Last year, (if you leave out all the politics,) the Puppies were about campaigning for reliable, well-written, consistent, but fundamentally comforting fiction, AKA ‘Crunchy Nuggets’. I hate comforting fiction. I can get behind the idea of rewarding, well-written fiction, but I don’t want to be comforted. For the life of me I can’t really understand why anyone wants that in their SF. To my mind, SF is the literature of awe, and of exploration and failing, and being stretched. It’s where science meets fiction. That’s why it’s called that. And in science, you fail. All the time. That’s how you learn.

SF, when done well, is excellent and disagreeable and complicated and alarming and wonderful all at the same time. It is not safe. It is, to my mind, the highest form of art that humanity has ever reached for, which is why I write it and want to be a part of it. But that’s for another post.

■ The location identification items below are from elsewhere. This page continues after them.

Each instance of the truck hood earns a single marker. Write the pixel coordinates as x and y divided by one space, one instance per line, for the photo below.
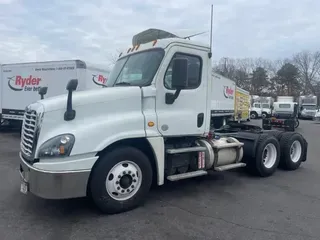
90 97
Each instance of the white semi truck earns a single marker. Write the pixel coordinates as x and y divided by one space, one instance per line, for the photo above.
110 144
307 106
20 83
261 106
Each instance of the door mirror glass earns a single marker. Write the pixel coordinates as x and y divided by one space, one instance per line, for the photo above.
180 73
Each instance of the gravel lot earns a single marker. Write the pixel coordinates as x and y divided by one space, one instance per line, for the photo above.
230 205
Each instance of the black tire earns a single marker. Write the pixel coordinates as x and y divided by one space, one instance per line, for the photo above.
264 115
98 190
276 134
253 115
286 142
256 165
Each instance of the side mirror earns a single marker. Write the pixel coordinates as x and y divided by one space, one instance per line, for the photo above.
43 91
70 113
72 85
179 73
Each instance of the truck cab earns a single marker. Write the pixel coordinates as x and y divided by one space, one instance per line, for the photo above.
255 110
307 111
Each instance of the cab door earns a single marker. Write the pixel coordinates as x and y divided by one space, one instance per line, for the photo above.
188 114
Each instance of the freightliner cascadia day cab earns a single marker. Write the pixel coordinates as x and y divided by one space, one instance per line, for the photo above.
151 123
20 83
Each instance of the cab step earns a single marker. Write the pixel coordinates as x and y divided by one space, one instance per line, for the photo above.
229 167
187 175
184 150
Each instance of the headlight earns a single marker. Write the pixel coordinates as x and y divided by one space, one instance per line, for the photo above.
59 146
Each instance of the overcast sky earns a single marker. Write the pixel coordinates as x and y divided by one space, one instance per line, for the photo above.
34 30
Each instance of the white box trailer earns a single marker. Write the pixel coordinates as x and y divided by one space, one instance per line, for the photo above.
20 82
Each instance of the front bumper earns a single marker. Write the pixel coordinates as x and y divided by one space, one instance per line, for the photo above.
53 184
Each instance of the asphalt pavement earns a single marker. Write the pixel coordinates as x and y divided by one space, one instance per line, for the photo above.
229 205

I think what you’re really looking at with that earlier Sad Puppies campaign, is the difference between people who love SF, and people who love pulp. I am indifferent to pulp. I wish everyone else was too.

Which brings me to the review I got for Nemesis. I love this review. Why? Because Paul likes the book and still points out where he thinks I got it wrong. That gives me a way to do better next time. And he tells me that in at least one way, he felt I overreached. Great! Yay! I love books that overreach, because it means they’re trying to do something other than pander.

I hope all my reviews have a but in them. And here’s the most recent review of Roboteer. This one was a joy to read because I suspect Mark actually disagrees with me about some of the material in that book. Now I want to hug him. Hooray for polite disagreement, the backbone of democratic dialog! If people are feeling challenged by my books, then I’m doing something right. Let’s all agree to challenge each other and get better because of it.

And this brings me to Star Wars, and what SF has become. The original Puppies movement couldn’t have even gained traction were there not a vast, international appetite for bottomless slurry-bucket of warmed-over nostalgia.

20160414_175129I will come clean about something that might even be professionally dangerous. I do not actually like Star Wars. It is not SF. There is no science. There isn’t even any aspiration. The politics is thinly veiled feudalism. The weapons are thinly-veiled broadswords. The space battles are thinly veiled WW1 dogfights. Again. Yes, this time they lumped in a more diverse set of protagonists, but come on.  That’s a pretty low bar. Do people really need a pat on the back for doing that? I should hope not.

I do not care that Star Wars is ‘fun’, or has ‘cool’ spaceships. District Nine was fun. It was also deep, challenging, and fantastic. Octonauts is merely fun. My three-year-old loves it. And furthermore, the spaceships in Star Wars aren’t cool. They were cool in the 70s. Now they’re just old and lame. In the forty-odd years since the first movie, have we really not been able to come up with anything cooler?

And this is what scares me about where SF is right now, that’s so different to where it was when the first Star Wars movie came out. Are we, as a community of writers and readers, about nostalgia and comfort and being spoon-fed pulp? If so, we might as well let the Puppies have the Hugos. Or are we about something else that lies beyond politics. Are we about newness and aspiration and adventure and difficulty and hope? Every book I write is going to aspire to those ends, and maybe overreach and maybe fail. Because there is try and not try. There is no do. That’s what I’m in it for. How about you?